Lors d’une conférence prononcée à Bruxelles en espéranto, alors qu’il était ambassadeur d’Australie en Belgique, Ralph Lindsay Harry confirma ainsi la valeur juridique internationale de l’espéranto : “Lorsqu’on me demande si la Langue Internationale est assez précise, assez riche en nuances pour fonctionner comme langue diplomatique, je n’hésite pas. Il existe des traductions excellentes et très précises de quelques traités, déclarations et résolutions - et même des rapports officiels sur les activités des Nations Unies. Il y a des diplomates qui utilisent constamment la langue.
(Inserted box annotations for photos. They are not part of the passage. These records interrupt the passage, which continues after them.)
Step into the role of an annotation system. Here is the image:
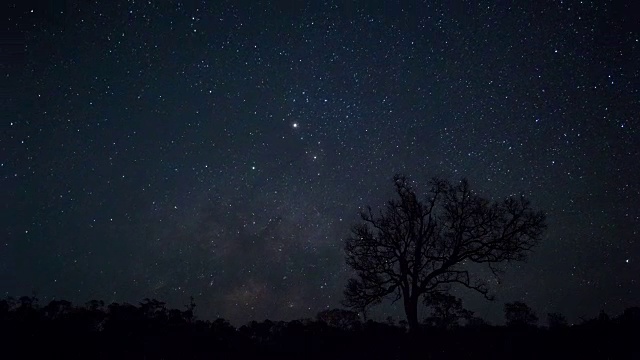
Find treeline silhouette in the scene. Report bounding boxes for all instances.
[0,296,640,359]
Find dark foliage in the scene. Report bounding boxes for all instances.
[424,292,473,329]
[343,175,546,330]
[0,297,640,359]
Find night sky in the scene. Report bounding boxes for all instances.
[0,0,640,325]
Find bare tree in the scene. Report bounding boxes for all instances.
[504,301,538,327]
[423,291,473,329]
[343,175,546,330]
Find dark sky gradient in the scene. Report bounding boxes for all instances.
[0,1,640,324]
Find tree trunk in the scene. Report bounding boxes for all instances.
[404,296,419,333]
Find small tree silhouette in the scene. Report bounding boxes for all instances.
[343,175,546,330]
[504,301,538,327]
[316,309,360,330]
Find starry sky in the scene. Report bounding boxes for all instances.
[0,0,640,325]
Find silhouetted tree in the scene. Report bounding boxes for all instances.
[504,301,538,327]
[343,175,546,330]
[316,309,360,330]
[547,313,568,329]
[424,292,473,329]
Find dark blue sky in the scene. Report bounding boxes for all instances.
[0,1,640,324]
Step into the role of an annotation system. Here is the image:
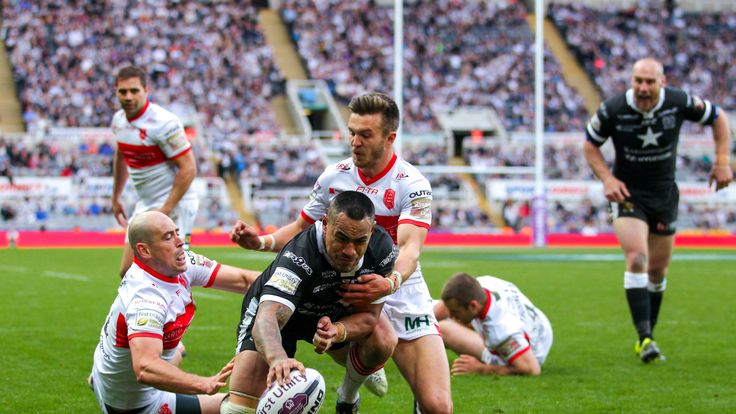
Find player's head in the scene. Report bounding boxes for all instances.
[115,66,148,118]
[348,92,399,173]
[441,272,487,323]
[128,211,187,277]
[323,191,376,272]
[631,58,665,111]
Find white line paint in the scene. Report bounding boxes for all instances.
[43,270,89,282]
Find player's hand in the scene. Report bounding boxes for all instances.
[266,358,307,386]
[205,358,235,395]
[603,176,631,203]
[112,198,128,228]
[708,165,733,191]
[340,273,391,306]
[230,220,261,250]
[450,355,485,375]
[312,316,337,354]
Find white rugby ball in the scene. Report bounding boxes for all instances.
[256,368,325,414]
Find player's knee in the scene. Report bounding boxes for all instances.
[419,392,452,414]
[626,252,648,273]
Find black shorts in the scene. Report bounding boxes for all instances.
[236,302,346,358]
[608,183,680,236]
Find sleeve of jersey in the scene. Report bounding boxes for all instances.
[260,258,306,312]
[156,119,192,160]
[585,102,610,147]
[185,251,220,288]
[301,170,334,224]
[398,177,432,229]
[684,94,720,125]
[484,306,531,363]
[125,288,168,340]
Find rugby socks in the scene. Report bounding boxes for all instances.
[624,272,652,341]
[647,278,667,331]
[337,343,383,404]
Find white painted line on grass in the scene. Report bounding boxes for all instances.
[43,270,89,282]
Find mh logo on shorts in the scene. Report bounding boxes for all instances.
[404,315,430,332]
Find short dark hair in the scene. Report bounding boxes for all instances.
[327,191,376,223]
[441,272,485,307]
[115,66,147,88]
[348,92,400,135]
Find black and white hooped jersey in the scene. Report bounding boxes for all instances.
[243,221,398,328]
[585,87,720,188]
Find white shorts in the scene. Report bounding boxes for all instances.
[92,370,176,414]
[383,271,440,341]
[125,199,199,250]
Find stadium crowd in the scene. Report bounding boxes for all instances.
[548,1,736,115]
[282,0,587,132]
[2,0,283,140]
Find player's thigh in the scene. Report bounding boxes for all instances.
[230,350,268,396]
[196,393,227,414]
[394,335,452,413]
[440,319,485,359]
[649,234,675,276]
[613,217,649,256]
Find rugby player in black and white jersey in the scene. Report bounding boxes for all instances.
[221,191,398,414]
[584,58,733,362]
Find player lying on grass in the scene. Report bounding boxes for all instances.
[91,211,258,414]
[221,191,398,414]
[434,273,552,375]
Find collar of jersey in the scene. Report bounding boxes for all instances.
[314,221,365,276]
[133,257,179,283]
[478,288,493,320]
[626,88,665,119]
[128,99,151,122]
[357,153,397,185]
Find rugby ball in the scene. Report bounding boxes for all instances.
[256,368,325,414]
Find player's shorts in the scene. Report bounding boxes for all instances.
[125,199,199,250]
[92,371,202,414]
[383,268,440,341]
[609,183,680,236]
[235,298,347,358]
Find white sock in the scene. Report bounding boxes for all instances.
[337,344,381,403]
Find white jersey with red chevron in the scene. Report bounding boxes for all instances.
[111,101,197,204]
[301,154,432,286]
[92,251,220,409]
[472,276,552,365]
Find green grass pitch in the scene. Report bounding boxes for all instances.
[0,248,736,413]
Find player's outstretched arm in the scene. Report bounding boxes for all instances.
[129,337,233,395]
[212,264,261,293]
[158,150,197,216]
[253,300,306,385]
[708,110,733,191]
[583,141,631,203]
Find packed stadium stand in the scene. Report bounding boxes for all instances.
[0,0,736,234]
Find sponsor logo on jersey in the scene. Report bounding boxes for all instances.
[383,188,396,210]
[132,309,164,331]
[409,198,432,219]
[409,190,432,198]
[166,133,189,150]
[266,267,302,295]
[355,185,380,196]
[284,250,312,275]
[335,162,350,171]
[496,338,521,359]
[394,171,409,181]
J’ai conversé et échangé des correspondances avec quelques ambassadeurs, consuls généraux et conseillers.
Ralph Harry, qui fut successivement ambassadeur d’Australie à Paris, Genève, Singapour, Bruxelles, Rio de Janeiro, Saïgon, Bonn et enfin à l’ONU, reconnut que l’espéranto lui avait procuré des contacts moins superficiels, plus intimes et plus chaleureux avec les gens du pays qu’avec les milieux qu’il fréquentait habituellement. Il avait aussi prononcé un message en anglais et espéranto pour la sonde spatiale Voyager II lancée dans l’espace en 1977 par la NASA et qui a franchi les limites du système solaire le 28 juin 1993.

Dans une allocution proncée le 16 décembre 1986 à la maison de l’UNESCO, à Paris, pour lancer la célébration du centenaire de la naissance de l’espéranto, en 1987, l’ancien directeur général de l’UNESCO, Amadou-Mahtar M’Bow, avait souligné dans ces termes une vision encore trop méconnue de la Langue Internationale : “L’espéranto s’inscrit donc au coeur d’une problématique des plus vivantes et des plus actuelles, celle des voies et des moyens de rapprocher les peuples et les cultures du monde à travers une langue auxiliaire à vocation universelle, qui coexiste avec toutes les langues nationales et locales sans en menacer aucune. Mais j’ajouterai aussi que cet aspect linguistique s’intègre dans une vision humaniste beaucoup plus large et c’est ce qui fait toute l’originalité du mouvement espérantiste.